May 9 (UPI) -- The Senate intelligence committee has subpoenaed Donald Trump Jr. to testify about the Russia investigation, becoming the first member of the president's family to be called since the release of the Mueller report.
NBC News, Axios, CNN, The New York Times and other outlets reported that the subpoena seeks answers about prior testimony from Trump Jr. Specifically, the committee wants to ask President Donald Trump's eldest son about his knowledge of a failed deal to build a Trump Tower in Moscow.
Trump Jr. testified before the committee in September 2017 and said he was only "peripherally aware" of the plans. But lawmakers want to go over the issue again in light of testimony from Michael Cohen, President Donald Trump's former personal attorney. In February, he told the House oversight committee he'd informed Trump Jr. and Ivanka Trump about the Moscow project a number of times.

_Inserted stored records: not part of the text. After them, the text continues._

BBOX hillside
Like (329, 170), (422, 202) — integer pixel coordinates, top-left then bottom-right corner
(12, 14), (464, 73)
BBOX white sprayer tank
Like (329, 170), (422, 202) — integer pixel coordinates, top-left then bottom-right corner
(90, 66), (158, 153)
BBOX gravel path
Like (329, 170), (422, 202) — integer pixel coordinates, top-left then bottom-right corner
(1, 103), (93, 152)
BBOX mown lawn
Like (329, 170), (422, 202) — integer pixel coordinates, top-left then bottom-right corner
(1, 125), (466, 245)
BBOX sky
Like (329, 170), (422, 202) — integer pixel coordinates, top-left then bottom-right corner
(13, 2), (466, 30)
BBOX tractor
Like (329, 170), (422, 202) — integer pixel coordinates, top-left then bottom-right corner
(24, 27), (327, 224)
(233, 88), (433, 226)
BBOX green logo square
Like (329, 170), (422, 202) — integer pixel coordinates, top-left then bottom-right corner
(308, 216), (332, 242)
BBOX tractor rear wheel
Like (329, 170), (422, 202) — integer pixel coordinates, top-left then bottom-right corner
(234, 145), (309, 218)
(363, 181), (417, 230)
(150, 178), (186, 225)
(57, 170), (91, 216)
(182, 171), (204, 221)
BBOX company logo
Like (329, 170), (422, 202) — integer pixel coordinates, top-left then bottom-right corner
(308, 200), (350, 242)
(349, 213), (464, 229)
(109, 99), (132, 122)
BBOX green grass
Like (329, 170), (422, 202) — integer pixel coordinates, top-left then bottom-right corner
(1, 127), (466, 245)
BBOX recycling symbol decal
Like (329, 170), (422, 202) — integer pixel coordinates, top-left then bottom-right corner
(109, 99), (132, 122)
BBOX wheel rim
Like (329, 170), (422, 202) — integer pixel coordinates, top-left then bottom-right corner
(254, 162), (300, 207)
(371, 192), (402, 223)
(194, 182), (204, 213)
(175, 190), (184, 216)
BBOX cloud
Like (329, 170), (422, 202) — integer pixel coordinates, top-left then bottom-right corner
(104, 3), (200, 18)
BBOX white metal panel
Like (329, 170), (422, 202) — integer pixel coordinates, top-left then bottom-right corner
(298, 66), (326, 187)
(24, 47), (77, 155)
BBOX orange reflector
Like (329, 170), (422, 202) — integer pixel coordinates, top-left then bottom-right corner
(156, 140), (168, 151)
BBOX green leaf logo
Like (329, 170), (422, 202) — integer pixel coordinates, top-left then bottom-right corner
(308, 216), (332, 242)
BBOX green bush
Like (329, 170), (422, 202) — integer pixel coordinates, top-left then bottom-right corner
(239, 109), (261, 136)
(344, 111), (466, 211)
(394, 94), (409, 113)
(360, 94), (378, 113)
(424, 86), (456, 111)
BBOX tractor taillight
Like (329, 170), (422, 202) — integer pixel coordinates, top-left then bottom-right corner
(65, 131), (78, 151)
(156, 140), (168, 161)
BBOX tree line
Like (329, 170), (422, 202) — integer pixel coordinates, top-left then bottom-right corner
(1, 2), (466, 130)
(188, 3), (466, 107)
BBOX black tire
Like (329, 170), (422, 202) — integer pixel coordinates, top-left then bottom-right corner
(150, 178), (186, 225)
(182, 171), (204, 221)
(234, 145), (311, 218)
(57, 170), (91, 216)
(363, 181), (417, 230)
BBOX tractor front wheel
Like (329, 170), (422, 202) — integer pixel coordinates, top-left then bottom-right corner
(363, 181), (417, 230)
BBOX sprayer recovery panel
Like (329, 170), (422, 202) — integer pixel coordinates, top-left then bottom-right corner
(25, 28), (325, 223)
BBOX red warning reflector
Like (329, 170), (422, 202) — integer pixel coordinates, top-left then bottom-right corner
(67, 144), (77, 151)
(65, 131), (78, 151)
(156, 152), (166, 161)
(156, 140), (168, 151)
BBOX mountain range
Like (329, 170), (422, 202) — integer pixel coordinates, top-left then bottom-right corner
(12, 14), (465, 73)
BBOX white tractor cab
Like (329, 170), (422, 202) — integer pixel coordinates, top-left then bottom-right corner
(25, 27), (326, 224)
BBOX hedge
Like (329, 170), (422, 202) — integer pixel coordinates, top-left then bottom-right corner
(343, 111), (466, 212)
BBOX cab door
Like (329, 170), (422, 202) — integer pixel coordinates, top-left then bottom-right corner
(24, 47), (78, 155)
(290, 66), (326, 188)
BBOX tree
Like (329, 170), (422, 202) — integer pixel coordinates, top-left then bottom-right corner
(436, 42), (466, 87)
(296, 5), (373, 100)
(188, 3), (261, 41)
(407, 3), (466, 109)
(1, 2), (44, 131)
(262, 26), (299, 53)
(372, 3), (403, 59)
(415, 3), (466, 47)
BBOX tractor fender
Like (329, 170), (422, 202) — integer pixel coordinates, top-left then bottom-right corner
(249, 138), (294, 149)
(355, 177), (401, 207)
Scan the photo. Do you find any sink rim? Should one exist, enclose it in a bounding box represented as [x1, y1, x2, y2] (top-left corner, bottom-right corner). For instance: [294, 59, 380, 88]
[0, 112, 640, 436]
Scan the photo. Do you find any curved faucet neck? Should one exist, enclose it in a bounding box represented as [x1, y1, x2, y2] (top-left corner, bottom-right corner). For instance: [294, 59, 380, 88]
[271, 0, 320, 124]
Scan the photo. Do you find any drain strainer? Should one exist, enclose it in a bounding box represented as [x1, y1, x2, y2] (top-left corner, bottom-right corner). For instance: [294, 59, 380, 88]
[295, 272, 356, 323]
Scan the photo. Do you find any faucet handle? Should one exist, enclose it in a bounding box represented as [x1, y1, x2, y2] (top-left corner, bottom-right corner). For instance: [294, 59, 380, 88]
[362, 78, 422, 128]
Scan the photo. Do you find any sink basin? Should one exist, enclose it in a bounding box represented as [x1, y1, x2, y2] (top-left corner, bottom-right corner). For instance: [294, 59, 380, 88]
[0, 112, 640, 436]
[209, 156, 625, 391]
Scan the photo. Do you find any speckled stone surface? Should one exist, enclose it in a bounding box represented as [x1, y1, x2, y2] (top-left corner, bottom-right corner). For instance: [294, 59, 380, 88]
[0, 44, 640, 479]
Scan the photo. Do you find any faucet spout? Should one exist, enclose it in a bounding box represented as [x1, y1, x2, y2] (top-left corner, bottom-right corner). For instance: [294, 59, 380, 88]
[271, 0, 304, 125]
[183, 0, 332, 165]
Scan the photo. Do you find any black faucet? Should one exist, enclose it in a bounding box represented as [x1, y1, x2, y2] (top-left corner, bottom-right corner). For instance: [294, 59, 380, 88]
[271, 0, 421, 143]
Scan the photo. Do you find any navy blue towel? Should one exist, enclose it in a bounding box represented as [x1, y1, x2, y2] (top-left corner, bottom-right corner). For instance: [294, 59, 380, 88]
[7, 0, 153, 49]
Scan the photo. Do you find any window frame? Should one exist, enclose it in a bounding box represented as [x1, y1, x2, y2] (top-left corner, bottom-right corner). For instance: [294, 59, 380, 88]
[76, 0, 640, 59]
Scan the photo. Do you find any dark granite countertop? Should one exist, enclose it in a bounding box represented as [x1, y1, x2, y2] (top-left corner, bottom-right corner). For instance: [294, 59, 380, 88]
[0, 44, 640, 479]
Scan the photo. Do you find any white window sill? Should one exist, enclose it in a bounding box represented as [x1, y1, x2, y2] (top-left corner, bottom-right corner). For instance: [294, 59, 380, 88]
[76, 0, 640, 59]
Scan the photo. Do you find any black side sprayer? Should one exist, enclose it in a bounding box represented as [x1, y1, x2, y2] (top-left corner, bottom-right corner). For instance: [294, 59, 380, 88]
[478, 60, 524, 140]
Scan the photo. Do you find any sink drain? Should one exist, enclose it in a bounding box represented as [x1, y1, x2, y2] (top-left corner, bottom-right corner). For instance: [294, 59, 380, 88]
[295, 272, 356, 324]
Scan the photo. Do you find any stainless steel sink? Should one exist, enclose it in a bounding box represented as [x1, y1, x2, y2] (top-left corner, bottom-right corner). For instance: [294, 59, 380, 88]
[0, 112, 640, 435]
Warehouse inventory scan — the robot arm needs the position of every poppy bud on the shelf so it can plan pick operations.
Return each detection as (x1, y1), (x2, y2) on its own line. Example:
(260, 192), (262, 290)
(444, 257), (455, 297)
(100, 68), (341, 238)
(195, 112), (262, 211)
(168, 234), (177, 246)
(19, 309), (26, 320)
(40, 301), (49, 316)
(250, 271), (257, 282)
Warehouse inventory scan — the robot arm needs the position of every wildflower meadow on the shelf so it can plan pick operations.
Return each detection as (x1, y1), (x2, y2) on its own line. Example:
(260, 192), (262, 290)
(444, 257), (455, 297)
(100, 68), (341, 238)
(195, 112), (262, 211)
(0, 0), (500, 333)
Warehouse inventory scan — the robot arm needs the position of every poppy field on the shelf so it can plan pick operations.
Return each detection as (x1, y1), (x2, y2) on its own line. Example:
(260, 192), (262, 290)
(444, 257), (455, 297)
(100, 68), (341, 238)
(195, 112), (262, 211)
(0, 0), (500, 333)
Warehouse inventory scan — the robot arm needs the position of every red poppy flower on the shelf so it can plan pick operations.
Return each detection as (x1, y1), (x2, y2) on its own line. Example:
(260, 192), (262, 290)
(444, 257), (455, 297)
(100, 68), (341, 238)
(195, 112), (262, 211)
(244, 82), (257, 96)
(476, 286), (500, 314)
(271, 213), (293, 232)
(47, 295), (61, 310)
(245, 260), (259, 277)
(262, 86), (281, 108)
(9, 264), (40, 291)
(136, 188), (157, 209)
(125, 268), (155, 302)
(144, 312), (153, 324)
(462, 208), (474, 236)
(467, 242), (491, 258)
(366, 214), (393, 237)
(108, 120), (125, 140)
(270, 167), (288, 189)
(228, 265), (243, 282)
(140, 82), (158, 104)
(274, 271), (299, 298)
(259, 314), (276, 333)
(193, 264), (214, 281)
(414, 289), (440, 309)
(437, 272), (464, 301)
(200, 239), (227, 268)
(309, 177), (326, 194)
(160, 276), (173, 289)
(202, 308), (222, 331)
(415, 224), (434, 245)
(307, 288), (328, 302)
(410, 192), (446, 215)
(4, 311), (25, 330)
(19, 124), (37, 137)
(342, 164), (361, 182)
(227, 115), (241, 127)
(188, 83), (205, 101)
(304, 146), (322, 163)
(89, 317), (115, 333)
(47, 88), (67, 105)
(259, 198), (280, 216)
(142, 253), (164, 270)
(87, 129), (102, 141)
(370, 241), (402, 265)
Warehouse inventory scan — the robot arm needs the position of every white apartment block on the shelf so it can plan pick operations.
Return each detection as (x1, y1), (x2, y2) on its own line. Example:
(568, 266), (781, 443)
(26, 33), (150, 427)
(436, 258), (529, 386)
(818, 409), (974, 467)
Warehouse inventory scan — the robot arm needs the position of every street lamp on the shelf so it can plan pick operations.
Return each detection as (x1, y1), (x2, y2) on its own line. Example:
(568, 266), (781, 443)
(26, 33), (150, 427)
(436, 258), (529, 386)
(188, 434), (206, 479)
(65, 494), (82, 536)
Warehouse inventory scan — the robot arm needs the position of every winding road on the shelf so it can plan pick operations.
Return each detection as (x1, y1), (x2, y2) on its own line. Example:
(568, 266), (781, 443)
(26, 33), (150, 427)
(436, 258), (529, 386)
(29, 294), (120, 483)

Cohen began a three-year federal prison sentence on Monday for campaign finance violations and tax evasion. He pleaded guilty last year for arranging to pay two women who claimed sexual affairs with Trump in exchange for their silence.
Like former White House counsel Donald McGahn and Attorney General William Barr, Trump Jr. could ignore the subpoena, which could send the matter to court. The Senate intelligence committee has interviewed many of the same witnesses the Mueller investigative team spoke with.
The committee has not publicly confirmed the subpoena.
"We do not discuss the details of witness engagements with the committee," a committee representative told NBC News. "Throughout the investigation, the committee has reserved the right to recall witnesses for additional testimony as needed, as every witness and witness counsel has been made aware."
Barr has released a redacted version of the report from special counsel Robert Mueller, which said investigators found no evidence the Trump campaign colluded with Russia. It did not, however, clear the president of obstruction of justice. Since its release, the president has called the report a vindication and Democratic lawmakers have sought answers to questions raised by the two-year inquiry.
CNBC reported a person close to the president's son called Burr's subpoena a "PR stunt" from a "so-called 'Republican' senator."